Vet in je voeding heb je nodig. Allereerst omdat vet voor smaak zorgt. Daarnaast zijn vetten onmisbaar voor je lichaam. Ze leveren niet alleen energie, maar ook de vetoplosbare vitamines A, D, E en K. Verder helpen vetten bij de opname van deze vitamines in het lichaam. En tenslotte: vetten zijn bouwstoffen voor onder andere celwanden, hormonen en hersencellen. Nou is vet natuurlijk niet alleen maar gezond. Doordat vet veel calorieën levert, kan je gewicht stijgen als je er veel van binnenkrijgt. En verder is de soort vet van belang. Verzadigde vetten en transvetten zijn minder gezond dan onverzadigde vetten.
Onverzadigde vetten
Omega-3- en omega 6-vetzuren behoren tot de gezonde onverzadigde vetten. Dat heeft te maken met de chemische structuur. Onverzadigde vetten hebben op minstens één plek in hun molecuul een zogenoemde dubbele binding. De structuur is hierdoor 'losser' en dat merk je: ze zitten vooral in vloeibare producten zoals olijfolie, arachideolie en visolie. Kokosolie, palmvet en ghee daarentegen zijn hardere producten en dat komt omdat ze relatief veel slecht verzadigd vet bevatten.
Omega-3-vetzuren
De belangrijkste omega-3-vetzuren zijn:
- alfa-linoleenzuur (ook bekend onder de Engelse afkorting ALA). ALA zit vooral in raapzaadolie, sojaolie, walnoten en plantaardige (dieet)margarines.

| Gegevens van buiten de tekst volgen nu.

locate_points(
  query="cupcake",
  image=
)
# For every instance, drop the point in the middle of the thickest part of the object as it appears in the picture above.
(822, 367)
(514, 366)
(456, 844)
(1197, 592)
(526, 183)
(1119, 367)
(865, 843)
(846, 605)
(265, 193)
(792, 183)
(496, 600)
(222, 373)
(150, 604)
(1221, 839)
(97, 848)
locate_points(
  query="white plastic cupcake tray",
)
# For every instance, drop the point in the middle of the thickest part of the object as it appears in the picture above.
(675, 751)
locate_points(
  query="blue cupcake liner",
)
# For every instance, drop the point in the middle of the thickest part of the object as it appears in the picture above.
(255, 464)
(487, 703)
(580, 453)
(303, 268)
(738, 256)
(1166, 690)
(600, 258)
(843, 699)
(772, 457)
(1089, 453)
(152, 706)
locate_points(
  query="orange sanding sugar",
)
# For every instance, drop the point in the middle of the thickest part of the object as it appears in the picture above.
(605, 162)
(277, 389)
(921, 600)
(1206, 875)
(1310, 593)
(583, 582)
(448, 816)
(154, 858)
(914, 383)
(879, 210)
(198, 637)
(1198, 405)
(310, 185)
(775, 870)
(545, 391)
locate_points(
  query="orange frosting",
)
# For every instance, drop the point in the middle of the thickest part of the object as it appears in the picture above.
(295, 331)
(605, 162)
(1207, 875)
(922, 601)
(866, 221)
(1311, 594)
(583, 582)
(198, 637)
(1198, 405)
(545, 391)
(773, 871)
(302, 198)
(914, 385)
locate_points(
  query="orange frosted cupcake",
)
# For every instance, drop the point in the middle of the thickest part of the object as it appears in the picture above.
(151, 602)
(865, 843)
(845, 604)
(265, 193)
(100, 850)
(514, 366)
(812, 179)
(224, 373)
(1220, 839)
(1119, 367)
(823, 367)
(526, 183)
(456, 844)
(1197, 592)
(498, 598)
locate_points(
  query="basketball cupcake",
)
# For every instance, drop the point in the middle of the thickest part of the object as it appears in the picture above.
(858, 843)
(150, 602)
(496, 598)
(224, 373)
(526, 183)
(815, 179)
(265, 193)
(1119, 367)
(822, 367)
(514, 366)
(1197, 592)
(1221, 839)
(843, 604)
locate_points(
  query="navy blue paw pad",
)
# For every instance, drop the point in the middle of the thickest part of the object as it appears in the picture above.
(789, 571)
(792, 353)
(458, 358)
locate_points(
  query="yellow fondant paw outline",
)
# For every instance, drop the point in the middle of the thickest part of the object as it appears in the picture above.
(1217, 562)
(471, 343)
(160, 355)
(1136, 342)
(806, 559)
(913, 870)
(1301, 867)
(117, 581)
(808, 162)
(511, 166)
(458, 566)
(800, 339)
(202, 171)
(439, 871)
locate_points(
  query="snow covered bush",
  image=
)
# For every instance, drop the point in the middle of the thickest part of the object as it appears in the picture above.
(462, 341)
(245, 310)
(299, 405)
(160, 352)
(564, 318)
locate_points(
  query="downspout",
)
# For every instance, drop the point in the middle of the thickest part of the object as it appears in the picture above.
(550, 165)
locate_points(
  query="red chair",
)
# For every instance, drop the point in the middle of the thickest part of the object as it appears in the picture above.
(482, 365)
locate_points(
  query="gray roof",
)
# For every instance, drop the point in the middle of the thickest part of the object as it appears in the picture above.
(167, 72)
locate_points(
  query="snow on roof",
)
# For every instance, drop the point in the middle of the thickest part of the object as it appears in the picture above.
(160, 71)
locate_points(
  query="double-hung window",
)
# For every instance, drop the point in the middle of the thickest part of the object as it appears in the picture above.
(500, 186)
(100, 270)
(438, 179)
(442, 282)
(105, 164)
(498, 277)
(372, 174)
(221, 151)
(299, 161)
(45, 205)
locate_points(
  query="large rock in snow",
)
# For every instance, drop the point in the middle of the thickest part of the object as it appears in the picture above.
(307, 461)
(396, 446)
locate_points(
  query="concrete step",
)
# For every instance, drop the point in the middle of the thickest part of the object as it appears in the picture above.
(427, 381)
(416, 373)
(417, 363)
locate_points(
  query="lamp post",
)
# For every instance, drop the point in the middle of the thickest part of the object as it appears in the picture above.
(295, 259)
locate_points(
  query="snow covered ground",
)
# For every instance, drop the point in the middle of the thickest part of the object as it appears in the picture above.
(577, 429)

- eicosapentaeenzuur (ook bekend onder de Engelse afkorting EPA).
- docosahexaeenzuur (ook bekend onder de Engelse afkorting DHA).
EPA en DHA worden ook wel visvetten genoemd. Het zijn unieke omega-3-vetten die vooral in vette vis zitten. Maar ze zitten ook in andere producten zoals eieren en sommige vleessoorten en ze worden toegevoegd aan sommige margarines. Ook zijn er visoliecapsules op de markt waar EPA en DHA in zitten. Daarnaast kan het lichaam deze visvetten zelf maken uit ALA, maar dat gaat heel moeizaam.
Omega-6-vetzuren
Ook omega-6-vetzuur hoort bij de onverzadigde vetten. De belangrijkste omega-6-vetzuren zijn:
- linolzuur (ook bekend onder de Engelse afkorting LA). LA zit vooral in plantaardige oliën als zonnebloemolie, maïsolie en sojaolie, maar ook in margarine, halvarine en bak- en braadvetten.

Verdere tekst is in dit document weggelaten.